“Dopplehanger” Research 1

My focus has been on collecting sounds and exploring the deeper relationships between me – as a migrant and multimedia artist – and the physicality in the city of  Rotterdam through frequencies derived from sound and data. During my sound collection period, I have broken down different sound materials into two types: virtual sounds and visceral sounds. The virtual sounds represent sounds/waves from the internet and sounds I do not experience in my locality, such as news clips, social media rumors and folk dialect from my hometown Chengdu. The visceral sounds are sounds I recorded in different corners of Rotterdam: on the streets, on public transportation, and along the canals. In the next stage, I continue to investigate whether our body belongs to the physical world or virtual world in a decentralized way.

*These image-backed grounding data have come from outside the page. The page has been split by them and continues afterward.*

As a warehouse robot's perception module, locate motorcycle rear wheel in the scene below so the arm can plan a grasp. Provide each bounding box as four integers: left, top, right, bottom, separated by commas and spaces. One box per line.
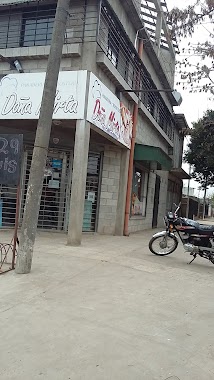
149, 234, 178, 256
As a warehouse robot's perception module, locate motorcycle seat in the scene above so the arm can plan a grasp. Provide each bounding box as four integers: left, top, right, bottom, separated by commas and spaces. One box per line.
198, 224, 214, 233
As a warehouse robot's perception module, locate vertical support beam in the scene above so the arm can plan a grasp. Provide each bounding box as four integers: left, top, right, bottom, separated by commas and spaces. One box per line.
15, 0, 70, 274
67, 120, 90, 246
123, 38, 144, 236
57, 153, 67, 230
115, 149, 130, 236
155, 12, 162, 57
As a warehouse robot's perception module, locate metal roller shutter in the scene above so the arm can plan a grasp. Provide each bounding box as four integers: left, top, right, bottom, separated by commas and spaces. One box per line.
20, 148, 73, 231
0, 148, 102, 232
83, 152, 102, 232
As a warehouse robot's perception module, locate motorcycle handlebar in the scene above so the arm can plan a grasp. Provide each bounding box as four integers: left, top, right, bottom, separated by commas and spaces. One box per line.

I organized virtual sound and researched how to transform it into digital values. In my early research, I gathered the sounds from online channels (Youtube, BBC), that mention keywords of mental health issues, Public policy, and travel restrictions. Meantime,  I sorted out “hometown” sound collections, which I recorded in the city of Chengdu and its surrounding area.   later I recorded the emotions of every single sound piece, and represent it as the velocity, that not only controls my virtual body languages, but also the way of visually constructing the virtual space. Notably, the velocity which represents the sound of “hometown” is used in making soundscape.

In June and till now, I have researched how sounds from different cultural backgrounds come together into one city and how the frequency generated by speech can be a medium for expressing phenomena without the limitation of language. During those months I roamed across the city and collected sounds specifically from neighborhoods with a multicultural background. As I walked I also recorded my physical states, such as walking speed and heart rate. This process of roaming and collecting sounds from multicultural localities has helped me process my situation as foreign individual and informed me about connecting bodily, perceptive and virtual experiences.

Through collecting sounds in Rotterdam, I have also discovered particularities of different sounds, which gives me new ideas about the next stages of my experiments. For example, I have visualized the sounds as frequency data, contrasting the pandemic and post-pandemic differences. During the pandemic, the underlying sounds from Rotterdam streets were static, with punctuating sounds of public transportation, ambulances, police cars, ferries, and other machines. The post-epidemic era, in comparison, produces frequencies that are more complex and nuanced.